Dr. Alice Coombs, president of the Massachusetts Medical Society said the shortage of primary care doctors isn’t new. The society conducts annual surveys and has found shortages of primary care doctors for each of the past five years.

Coombs said there are lots of reasons, not the least of which is that medical specialists tend to earn significantly more than primary care physicians.

“We need to be able to increase the number of doctors and increase the number of medical students deciding to go into primary care medicine,” she said. “We’re top heavy in specialists.”

She said the state could encourage students to go into primary care by establishing loan forgiveness programs and decreasing the overhead for primary care doctor offices in underserved areas of the state.

Powers said the private sector, with some state contribution, has already developed a loan repayment program for physicians and nurses who make a two- to three-year commitment to practice primary care in a Massachusetts community health center.

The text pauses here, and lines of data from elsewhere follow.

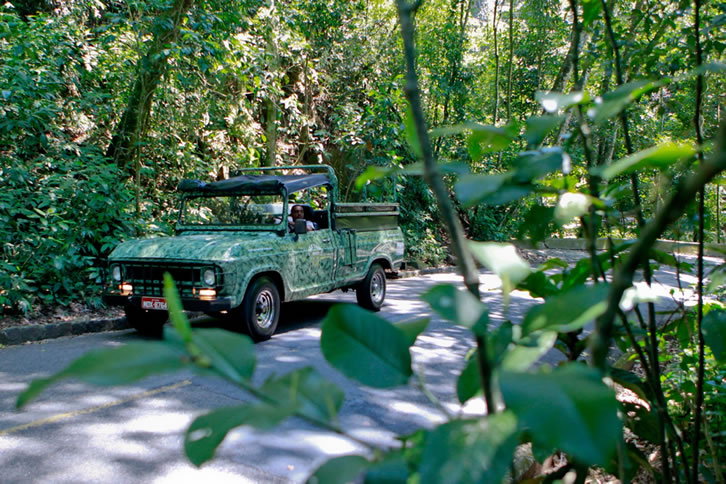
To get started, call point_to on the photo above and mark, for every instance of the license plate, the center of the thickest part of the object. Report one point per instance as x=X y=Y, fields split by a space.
x=157 y=303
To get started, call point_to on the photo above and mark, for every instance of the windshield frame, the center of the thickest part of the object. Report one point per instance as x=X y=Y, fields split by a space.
x=279 y=227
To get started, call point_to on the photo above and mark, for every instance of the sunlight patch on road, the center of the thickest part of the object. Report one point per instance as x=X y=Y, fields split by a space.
x=86 y=411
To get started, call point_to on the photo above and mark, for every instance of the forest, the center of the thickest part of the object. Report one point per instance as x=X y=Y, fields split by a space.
x=485 y=120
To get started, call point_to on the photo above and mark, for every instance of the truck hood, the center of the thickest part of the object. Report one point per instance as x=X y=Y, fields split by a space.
x=188 y=247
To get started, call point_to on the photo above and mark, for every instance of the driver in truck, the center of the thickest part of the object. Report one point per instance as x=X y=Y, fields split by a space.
x=298 y=212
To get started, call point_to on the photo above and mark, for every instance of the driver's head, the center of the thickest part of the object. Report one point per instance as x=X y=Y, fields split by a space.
x=297 y=212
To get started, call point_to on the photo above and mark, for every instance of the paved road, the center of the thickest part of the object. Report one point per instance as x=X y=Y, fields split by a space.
x=77 y=433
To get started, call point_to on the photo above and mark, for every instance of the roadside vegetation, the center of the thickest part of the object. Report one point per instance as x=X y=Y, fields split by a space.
x=486 y=121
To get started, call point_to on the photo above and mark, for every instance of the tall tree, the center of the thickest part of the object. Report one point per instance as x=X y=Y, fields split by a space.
x=151 y=68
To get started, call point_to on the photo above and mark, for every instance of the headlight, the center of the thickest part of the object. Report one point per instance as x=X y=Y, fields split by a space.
x=209 y=277
x=116 y=273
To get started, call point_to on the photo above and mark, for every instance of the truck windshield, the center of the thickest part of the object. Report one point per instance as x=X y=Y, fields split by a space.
x=229 y=210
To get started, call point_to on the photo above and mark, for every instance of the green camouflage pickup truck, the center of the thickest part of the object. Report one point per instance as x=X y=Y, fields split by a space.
x=239 y=252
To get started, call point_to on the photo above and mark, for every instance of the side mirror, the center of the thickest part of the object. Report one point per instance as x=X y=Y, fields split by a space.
x=301 y=226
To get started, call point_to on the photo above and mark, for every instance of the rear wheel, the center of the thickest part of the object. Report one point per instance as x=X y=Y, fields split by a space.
x=261 y=309
x=146 y=322
x=372 y=291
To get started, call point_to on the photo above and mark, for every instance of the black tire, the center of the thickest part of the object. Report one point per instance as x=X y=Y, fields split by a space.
x=372 y=291
x=261 y=309
x=146 y=322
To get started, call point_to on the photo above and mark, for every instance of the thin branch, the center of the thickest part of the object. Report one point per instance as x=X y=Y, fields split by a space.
x=701 y=213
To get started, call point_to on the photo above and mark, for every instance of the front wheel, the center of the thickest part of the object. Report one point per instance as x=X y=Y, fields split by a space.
x=146 y=322
x=261 y=309
x=372 y=291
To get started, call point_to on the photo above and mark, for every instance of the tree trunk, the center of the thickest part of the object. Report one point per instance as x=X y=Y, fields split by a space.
x=511 y=60
x=496 y=65
x=151 y=69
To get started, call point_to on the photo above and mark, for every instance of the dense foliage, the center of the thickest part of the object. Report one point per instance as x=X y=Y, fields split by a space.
x=148 y=92
x=541 y=116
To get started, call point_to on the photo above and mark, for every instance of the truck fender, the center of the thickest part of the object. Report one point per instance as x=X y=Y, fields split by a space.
x=266 y=270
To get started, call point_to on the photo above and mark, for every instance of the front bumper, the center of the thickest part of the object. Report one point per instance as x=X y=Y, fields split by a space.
x=214 y=305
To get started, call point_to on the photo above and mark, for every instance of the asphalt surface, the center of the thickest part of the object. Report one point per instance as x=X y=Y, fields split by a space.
x=76 y=433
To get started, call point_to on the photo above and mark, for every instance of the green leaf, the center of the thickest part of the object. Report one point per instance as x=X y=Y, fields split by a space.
x=308 y=392
x=615 y=101
x=114 y=366
x=539 y=284
x=714 y=333
x=571 y=205
x=568 y=311
x=412 y=329
x=176 y=310
x=663 y=257
x=590 y=11
x=537 y=127
x=469 y=451
x=504 y=261
x=642 y=421
x=458 y=306
x=490 y=189
x=631 y=381
x=411 y=134
x=339 y=469
x=392 y=469
x=372 y=172
x=659 y=157
x=528 y=350
x=536 y=223
x=208 y=431
x=716 y=278
x=486 y=139
x=469 y=383
x=553 y=102
x=365 y=347
x=569 y=409
x=533 y=165
x=710 y=67
x=231 y=354
x=637 y=294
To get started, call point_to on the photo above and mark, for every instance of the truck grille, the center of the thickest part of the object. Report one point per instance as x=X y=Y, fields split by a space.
x=148 y=278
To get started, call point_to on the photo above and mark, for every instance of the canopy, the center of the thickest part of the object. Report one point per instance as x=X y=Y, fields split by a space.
x=254 y=184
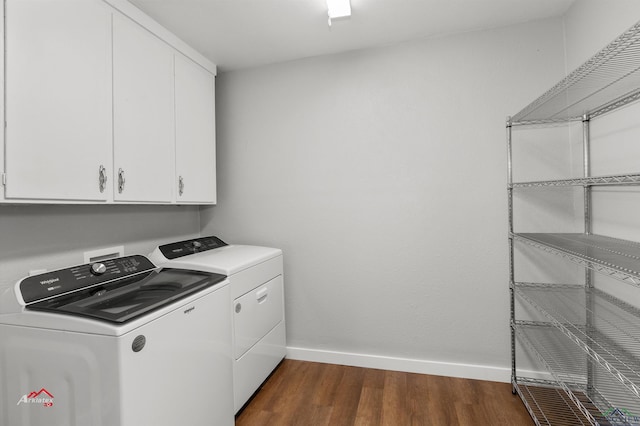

Another goal of the 2006 law was to reduce the use of emergency rooms by requiring nearly all Massachusetts residents have insurance.

According to the survey, the use of hospital emergency rooms by Commonwealth Care recipients was nearly the same as emergency room use by all residents. One-third of the members indicated that they had received care in an emergency room during the past year.

One way to decrease reliance on emergency rooms — where care tends to be far more costly than in doctor’s offices — is to increase the number of primary doctors, officials said.

“Expanded hours among primary care providers and increased use of physician assistants and nurse practitioners would go a long way in mitigating emergency room use for not only Commonwealth Care members, but all residents of Massachusetts,” said Commonwealth Care Director Stephanie Chrobak.

The telephone and mail survey of 695 Commonwealth Care members was conducted between Oct. 19 and Nov. 30. The survey had a sampling error of plus or minus 3.7 percentage points.

Commonwealth Care is open to those earning up to $32,676 for an individual and $66,168 for a family of four. Enrollees must be U.S. citizens or legal residents of Massachusetts and can’t have access to employer-sponsored insurance.